Quali altri ricordi ha della Spal?
“Beh, ricordo che quando facevo il militare vicino a Bari riuscii a convincere i miei superiori a organizzare una corriera per portare me e altri compagni allo stadio “Delle vittorie”, per vederla giocare lì, in trasferta. E mi ricordo di quando le suonammo al Milan qui a Ferrara, in Coppa Italia. Mi ricordo tanti gol e tanti talenti. Oggi il calcio è molto cambiato, e per certi versi, forse, anche un po’ scaduto”.

Cosa intende?
“Beh, a livello tecnico si vedono molte meno azioni da gol. E questo, oltre al minor spettacolo, fa in modo che eventuali errori arbitrali diventino tanto, troppo influenti. Per quanto riguarda l’ambiente invece vedo troppa violenza. Troppa. E non la capisco. Io ricordo, molti anni fa, di aver visto una partita a Bologna in curva “Costa”, vicino ai tifosi bolognesi. Ed ero tranquillo”.

E di questi botteghini che ricordi ha?
“Tanti. Ci sarebbe da parlare per giorni. Comunque fatti principalmente legati alla gente che è passata di qui. Ricordo che anni fa veniva sempre un ragazzo. Aveva qualche problema con droga e alcool. Io lo conoscevo, e ogni tanto si presentava allo sportello e mi diceva: “Berto, a son in buleta…”. Io, come responsabile disponevo sempre di un paio di biglietti omaggio, e uno lo davo spesso a lui. Non so se facevo bene, ma se questo poteva servire per quel pomeriggio a tenerlo lontano da altre “cose” ero contento. Beh, poi c’è Nino D’ambola, della Città del Ragazzo, che viene sempre con i suoi ragazzi. Che persona, una vera forza. Anche loro abbonati fissi. Stesso settore, posti vicini, da anni. Qui poi, a ritirare i loro accrediti passano anche persone famose e tanti ex spallini. Per molto tempo è venuto Boninsegna. Veniva Donati, grande ala spallina ai tempi di mister Caciagli. Adesso c’è sempre Giorgio Zamuner, che tutte le volte per ritirare l’accredito continua a mostrarmi un documento. “Giorgio, mo sa vot mustrar al document…!” mi tocca rispondergli sempre. Questi per dirne alcuni”.

Il ricordo più bello, e quello più brutto.
“Beh, le soddisfazioni e le delusioni più grosse qui sono sempre legate agli incassi, bene o male. Mio figlio ha fatto il cassiere per un po’ di tempo, e ha iniziato da piccolo, a dieci anni. E ha un record: a dodici anni, in un Spal-Reggiana di Coppa Italia, quando le due squadre erano ancora gemellate, incassò, da solo, diciotto milioni di lire. Il record assoluto della biglietteria invece è Spal-Bologna di campionato nella stagione 1993/94. Nella prevendita, che durò giovedì, venerdì e sabato, incassammo centottanta milioni. La partita finì uno a uno e a Bologna poi vincemmo due a zero. Con quel gran gol di Zamuner su punizione, e la rete di Olivares nel finale. Questi sono i ricordi più belli. I momenti peggiori invece sono degli ultimi tempi, con incassi di poche migliaia di euro e pochi spettatori”.

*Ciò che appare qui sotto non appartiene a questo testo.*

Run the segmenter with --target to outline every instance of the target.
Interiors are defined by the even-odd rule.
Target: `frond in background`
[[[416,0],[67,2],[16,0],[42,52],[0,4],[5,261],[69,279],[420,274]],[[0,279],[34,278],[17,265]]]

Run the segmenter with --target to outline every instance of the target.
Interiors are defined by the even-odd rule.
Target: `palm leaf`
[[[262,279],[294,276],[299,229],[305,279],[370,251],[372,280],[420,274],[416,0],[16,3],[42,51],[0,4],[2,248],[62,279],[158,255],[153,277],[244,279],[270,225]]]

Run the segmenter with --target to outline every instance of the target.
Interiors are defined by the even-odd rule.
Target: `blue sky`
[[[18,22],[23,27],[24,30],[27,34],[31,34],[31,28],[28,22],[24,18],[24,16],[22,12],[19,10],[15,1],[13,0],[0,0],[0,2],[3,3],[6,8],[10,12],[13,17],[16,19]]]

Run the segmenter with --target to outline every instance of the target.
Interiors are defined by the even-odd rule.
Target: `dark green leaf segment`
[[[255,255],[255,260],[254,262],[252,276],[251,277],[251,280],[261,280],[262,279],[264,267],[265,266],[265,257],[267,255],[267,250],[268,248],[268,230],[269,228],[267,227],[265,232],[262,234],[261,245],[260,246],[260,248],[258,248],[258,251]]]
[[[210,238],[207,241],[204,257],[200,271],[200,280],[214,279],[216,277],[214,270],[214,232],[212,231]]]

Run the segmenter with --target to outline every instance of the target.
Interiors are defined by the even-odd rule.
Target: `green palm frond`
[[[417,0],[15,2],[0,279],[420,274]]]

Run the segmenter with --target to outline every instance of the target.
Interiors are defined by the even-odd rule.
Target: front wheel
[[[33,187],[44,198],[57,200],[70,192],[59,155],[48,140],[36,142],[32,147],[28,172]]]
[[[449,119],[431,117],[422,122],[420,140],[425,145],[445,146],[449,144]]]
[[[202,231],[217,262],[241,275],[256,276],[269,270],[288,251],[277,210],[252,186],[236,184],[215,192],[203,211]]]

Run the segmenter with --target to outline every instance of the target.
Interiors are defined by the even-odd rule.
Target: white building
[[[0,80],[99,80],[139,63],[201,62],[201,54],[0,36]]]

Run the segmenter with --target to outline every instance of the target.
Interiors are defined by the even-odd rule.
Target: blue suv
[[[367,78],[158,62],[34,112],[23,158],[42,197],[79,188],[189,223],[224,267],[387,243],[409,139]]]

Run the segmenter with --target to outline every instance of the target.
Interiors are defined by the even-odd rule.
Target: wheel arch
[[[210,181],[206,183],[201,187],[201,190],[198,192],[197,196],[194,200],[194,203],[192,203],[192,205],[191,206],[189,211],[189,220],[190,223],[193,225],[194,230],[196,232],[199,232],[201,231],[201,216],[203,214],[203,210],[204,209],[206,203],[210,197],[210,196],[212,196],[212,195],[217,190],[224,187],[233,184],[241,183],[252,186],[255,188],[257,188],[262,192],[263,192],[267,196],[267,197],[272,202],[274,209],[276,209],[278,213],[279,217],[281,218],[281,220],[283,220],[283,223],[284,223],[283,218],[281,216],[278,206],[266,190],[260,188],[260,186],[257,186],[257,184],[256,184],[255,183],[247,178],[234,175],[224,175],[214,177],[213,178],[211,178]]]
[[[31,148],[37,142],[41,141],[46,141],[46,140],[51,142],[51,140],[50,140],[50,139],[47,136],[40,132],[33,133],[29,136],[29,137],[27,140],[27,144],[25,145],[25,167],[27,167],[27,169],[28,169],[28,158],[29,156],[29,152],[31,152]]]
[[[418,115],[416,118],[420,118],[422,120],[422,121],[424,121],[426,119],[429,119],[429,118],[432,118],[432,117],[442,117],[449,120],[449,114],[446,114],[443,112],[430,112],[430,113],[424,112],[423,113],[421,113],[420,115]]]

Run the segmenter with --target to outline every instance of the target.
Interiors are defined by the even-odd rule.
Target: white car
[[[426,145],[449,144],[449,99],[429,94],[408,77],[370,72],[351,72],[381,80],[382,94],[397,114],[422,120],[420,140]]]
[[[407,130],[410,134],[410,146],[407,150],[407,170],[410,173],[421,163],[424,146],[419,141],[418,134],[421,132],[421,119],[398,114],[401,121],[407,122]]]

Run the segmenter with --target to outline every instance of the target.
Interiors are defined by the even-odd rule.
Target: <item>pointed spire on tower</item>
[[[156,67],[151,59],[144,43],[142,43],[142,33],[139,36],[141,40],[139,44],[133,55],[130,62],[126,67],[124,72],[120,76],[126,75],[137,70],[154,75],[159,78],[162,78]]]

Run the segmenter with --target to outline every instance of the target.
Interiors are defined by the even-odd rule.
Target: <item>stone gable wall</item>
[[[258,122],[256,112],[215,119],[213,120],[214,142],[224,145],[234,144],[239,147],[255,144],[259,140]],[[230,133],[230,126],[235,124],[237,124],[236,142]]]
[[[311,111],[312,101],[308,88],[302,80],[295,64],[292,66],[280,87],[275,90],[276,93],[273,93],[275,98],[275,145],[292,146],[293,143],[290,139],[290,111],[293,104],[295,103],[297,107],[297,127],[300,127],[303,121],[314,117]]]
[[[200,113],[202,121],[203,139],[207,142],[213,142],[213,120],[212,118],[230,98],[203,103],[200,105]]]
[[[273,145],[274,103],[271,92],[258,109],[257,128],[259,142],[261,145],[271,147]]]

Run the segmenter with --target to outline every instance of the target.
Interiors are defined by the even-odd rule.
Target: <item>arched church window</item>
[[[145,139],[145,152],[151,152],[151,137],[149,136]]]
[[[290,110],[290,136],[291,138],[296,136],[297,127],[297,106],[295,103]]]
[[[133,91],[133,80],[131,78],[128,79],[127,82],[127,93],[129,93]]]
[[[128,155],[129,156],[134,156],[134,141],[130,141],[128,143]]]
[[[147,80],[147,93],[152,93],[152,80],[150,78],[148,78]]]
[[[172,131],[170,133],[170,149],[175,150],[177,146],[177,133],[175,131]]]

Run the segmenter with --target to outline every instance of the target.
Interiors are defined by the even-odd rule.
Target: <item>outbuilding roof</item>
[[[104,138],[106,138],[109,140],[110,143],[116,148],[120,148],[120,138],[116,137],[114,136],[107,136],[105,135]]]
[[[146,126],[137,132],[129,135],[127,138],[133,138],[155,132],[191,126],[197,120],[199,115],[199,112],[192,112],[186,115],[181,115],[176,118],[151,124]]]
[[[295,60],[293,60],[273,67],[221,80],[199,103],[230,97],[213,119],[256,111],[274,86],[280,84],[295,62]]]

Speriamo di rivedere presto quella Spal da “sold out”.
“Già, speriamo. Sarebbe la gioia di tantissima gente. Degli abbonati storici, che sono lo zoccolo duro. Molti anziani e pensionati, che sono qui da una vita e continuano a esserci. Mi piace paragonarli, per scherzare, ai vecchi iscritti al partito comunista: Sempre quelli, inossidabili, e presenti per una questione di fede. Gente che non sentirai mai parlare di Juventus o di Milan. Solo Spal. Poi per i tifosi della curva, anche loro sempre presenti. Ma anche per gente non di Ferrara. Ci sono Spal club a Milano, Torino, Genova, e chissà dove ancora. Il popolo spallino è grande, e merita di nuovo la soddisfazione di giocare in serie superiori”.